|New York Central "Niagara" #6003|
These engines featured a 14-wheel "pedestal" (PT) or "centipede" style tender which carried 18,000 gallons of water and 46 tons of coal. Like other high-speed New York Central steam power, the Niagaras were equipped to scoop water on-the-fly from long pans set within the rails. The S1s had roller bearings on all axles and also on the side rods and Baker valve motion.
They were designed to accept either 75-inch or 79-inch driving wheels depending on their projected usage. The first example, S1a No. 6000, came with the smaller drivers as a "dual service" locomotive to satisfy requirements of the War Production Board, but the 25 engines of the S1b class that followed all came with the larger drivers intended for passenger service, and No. 6000 was also converted to the 79-inch size. (Larger driving wheels mean the locomotive is capable of faster speeds, but tractive effort is reduced.)

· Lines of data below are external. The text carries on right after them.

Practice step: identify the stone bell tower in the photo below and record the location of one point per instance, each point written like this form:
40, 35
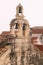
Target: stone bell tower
20, 30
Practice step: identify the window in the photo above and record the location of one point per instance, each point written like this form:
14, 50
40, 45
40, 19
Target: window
16, 25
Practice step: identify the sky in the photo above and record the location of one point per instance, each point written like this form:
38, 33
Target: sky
33, 12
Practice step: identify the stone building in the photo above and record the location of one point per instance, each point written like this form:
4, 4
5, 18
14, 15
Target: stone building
21, 50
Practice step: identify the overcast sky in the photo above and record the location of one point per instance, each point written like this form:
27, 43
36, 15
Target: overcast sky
33, 11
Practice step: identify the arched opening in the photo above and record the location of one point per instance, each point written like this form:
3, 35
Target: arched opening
20, 9
24, 28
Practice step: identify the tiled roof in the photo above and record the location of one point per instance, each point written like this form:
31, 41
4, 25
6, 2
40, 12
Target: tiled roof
5, 33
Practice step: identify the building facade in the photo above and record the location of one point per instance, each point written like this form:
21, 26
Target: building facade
21, 50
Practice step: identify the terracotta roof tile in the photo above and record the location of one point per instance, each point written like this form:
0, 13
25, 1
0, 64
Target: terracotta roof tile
37, 31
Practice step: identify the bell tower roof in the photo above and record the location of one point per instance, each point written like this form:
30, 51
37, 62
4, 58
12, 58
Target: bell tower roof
19, 11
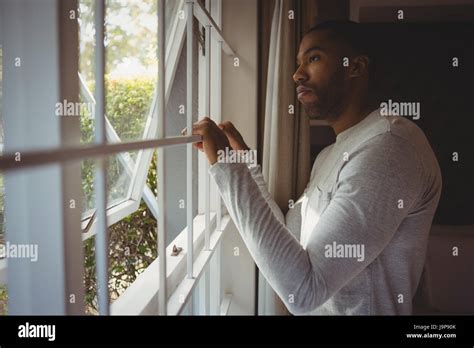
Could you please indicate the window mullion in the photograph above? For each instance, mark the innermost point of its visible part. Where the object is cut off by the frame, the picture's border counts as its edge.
(101, 239)
(162, 297)
(189, 126)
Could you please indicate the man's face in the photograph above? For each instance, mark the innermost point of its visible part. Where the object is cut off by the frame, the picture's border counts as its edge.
(321, 79)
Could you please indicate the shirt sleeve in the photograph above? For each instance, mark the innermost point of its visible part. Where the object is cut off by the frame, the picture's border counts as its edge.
(365, 209)
(256, 173)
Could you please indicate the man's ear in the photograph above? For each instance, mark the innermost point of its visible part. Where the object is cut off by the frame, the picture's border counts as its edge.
(359, 66)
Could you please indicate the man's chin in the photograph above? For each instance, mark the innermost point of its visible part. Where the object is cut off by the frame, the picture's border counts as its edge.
(314, 113)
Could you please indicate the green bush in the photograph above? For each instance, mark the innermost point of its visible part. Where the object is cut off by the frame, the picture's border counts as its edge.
(132, 241)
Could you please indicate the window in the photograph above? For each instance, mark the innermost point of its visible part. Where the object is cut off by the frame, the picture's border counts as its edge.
(47, 166)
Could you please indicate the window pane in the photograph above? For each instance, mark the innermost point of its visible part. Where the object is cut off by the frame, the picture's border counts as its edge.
(132, 248)
(131, 65)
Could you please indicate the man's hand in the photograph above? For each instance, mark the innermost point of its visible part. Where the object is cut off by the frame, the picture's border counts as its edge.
(235, 138)
(213, 138)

The Niagaras had a boiler pressure of 275 pounds per square inch, 25½x32-inch cylinders, and a tractive effort of 61,570 pounds. Their trailing truck supported a firebox with 101 square feet of grate area. This, combined with an evaporative heating surface of 4,819 square feet, produced about 6,000 horsepower at 40 miles per hour, the equivalent at that time of four diesel units. The S1s were fitted with a diesel-like air horn as well as a steam whistle, which sometimes fooled photographers lying in wait for a shot of this relatively short-lived breed of iron horse.
Niagaras were last used east of Buffalo on mail and express trains until August, 1953, after which they were used on the New York Central in the Midwest. By mid-1956 they had all been sold for scrap.